Few current estimates of differential infection risk across occupations are adjusted for potential sociodemographic confounders, such as deprivation. Furthermore, epidemiological investigation into the mechanisms underlying occupational differences in SARS-CoV-2 infection risk, required to inform evidence-based public health interventions, is lacking. The UK Office for National Statistics (ONS) Coronavirus Infection Survey found little evidence of differential risk of antigen test positivity across occupations (01 September 2020–7 January 2021) after adjusting for a range of sociodemographic factors and the ability to work from home and socially distance at work.26 While the study tentatively concluded that contact driven by workplace attendance and ability to socially distance is likely an important driver of occupational differences—and consequently that controlling for these factors suppressed occupational differences—this hypothesis could not be directly tested and disaggregated from the effects of other sociodemographic factors.
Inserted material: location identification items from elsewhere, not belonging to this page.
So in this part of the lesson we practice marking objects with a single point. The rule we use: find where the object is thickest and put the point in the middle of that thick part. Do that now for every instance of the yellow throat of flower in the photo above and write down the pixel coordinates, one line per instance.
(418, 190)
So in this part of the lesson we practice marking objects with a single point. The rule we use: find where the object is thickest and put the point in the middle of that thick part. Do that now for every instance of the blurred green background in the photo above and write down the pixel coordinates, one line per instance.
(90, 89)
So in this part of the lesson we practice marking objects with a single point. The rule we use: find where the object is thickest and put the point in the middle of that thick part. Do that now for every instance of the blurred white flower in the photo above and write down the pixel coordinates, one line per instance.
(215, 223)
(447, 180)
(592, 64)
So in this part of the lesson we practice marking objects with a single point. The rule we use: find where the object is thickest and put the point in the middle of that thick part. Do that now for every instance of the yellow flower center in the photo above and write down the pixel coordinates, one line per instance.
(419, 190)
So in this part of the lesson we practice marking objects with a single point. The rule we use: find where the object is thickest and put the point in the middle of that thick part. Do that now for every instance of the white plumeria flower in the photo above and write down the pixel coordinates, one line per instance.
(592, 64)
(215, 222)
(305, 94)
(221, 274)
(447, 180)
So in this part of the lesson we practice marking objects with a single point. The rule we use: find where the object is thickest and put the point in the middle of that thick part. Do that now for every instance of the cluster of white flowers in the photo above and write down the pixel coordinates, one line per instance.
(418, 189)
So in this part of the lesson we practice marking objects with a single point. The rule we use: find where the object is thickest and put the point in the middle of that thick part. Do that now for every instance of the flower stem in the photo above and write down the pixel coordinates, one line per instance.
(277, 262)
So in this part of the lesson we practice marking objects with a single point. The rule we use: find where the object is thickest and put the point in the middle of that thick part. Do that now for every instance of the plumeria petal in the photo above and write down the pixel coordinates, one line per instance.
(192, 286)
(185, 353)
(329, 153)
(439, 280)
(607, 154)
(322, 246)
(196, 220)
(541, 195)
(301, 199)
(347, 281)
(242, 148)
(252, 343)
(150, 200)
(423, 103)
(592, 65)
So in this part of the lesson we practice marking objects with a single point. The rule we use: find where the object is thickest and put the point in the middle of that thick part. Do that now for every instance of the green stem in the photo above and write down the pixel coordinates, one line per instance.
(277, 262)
A prospective serological study of workers from several institutions representing different sectors (healthcare workers, office workers and police) in Milan, Italy up to October 2020 found that workers who continued to travel to their workplace and had daily work-related contact with more than 10 other people and/or direct contact with patients with COVID-19 had elevated risk of seropositivity, after adjustment for age and prior experience of COVID-19 symptoms.27 Further investigation into the effect of workplace contact, including a broader range of occupational groups and later phases of the pandemic, is required.
Building on this evidence, we aimed to address gaps in the literature around occupational differences in SARS-CoV-2 infection risk using data from the Virus Watch28 community cohort study in England and Wales. Specific research questions were:
How do odds of SARS-CoV-2 anti-nucleocapsid seropositivity vary across occupations? (primary objective)
Does frequency of work-related close contact mediate the relationship between occupation and seropositivity? (primary objective)
How does exposure to poorly ventilated environments vary across occupations? (secondary objective)
Methods
Participants
Participants in the current study were a subset of the Virus Watch Study cohort. Virus Watch is a community prospective cohort study of acute respiratory infection syndromes and SARS-CoV-2 infection in England and Wales (n=50 765 as of 08 June 2021). The study includes weekly reporting of symptoms, testing and vaccination status, as well as detailed monthly questionnaires around sociodemographic, health-related and psychosocial/behavioural factors. The eligibility criteria, recruitment strategy, aims and procedures for the Virus Watch Study have been described in detail elsewhere,28 with relevant elements for the present study outlined here.
Participants in the present study comprised of adults (≥18 years) who conducted monthly antibody testing in addition to completing the main study surveys. Participants were eligible for inclusion in the present study if:
They self-reported their occupation upon study registration.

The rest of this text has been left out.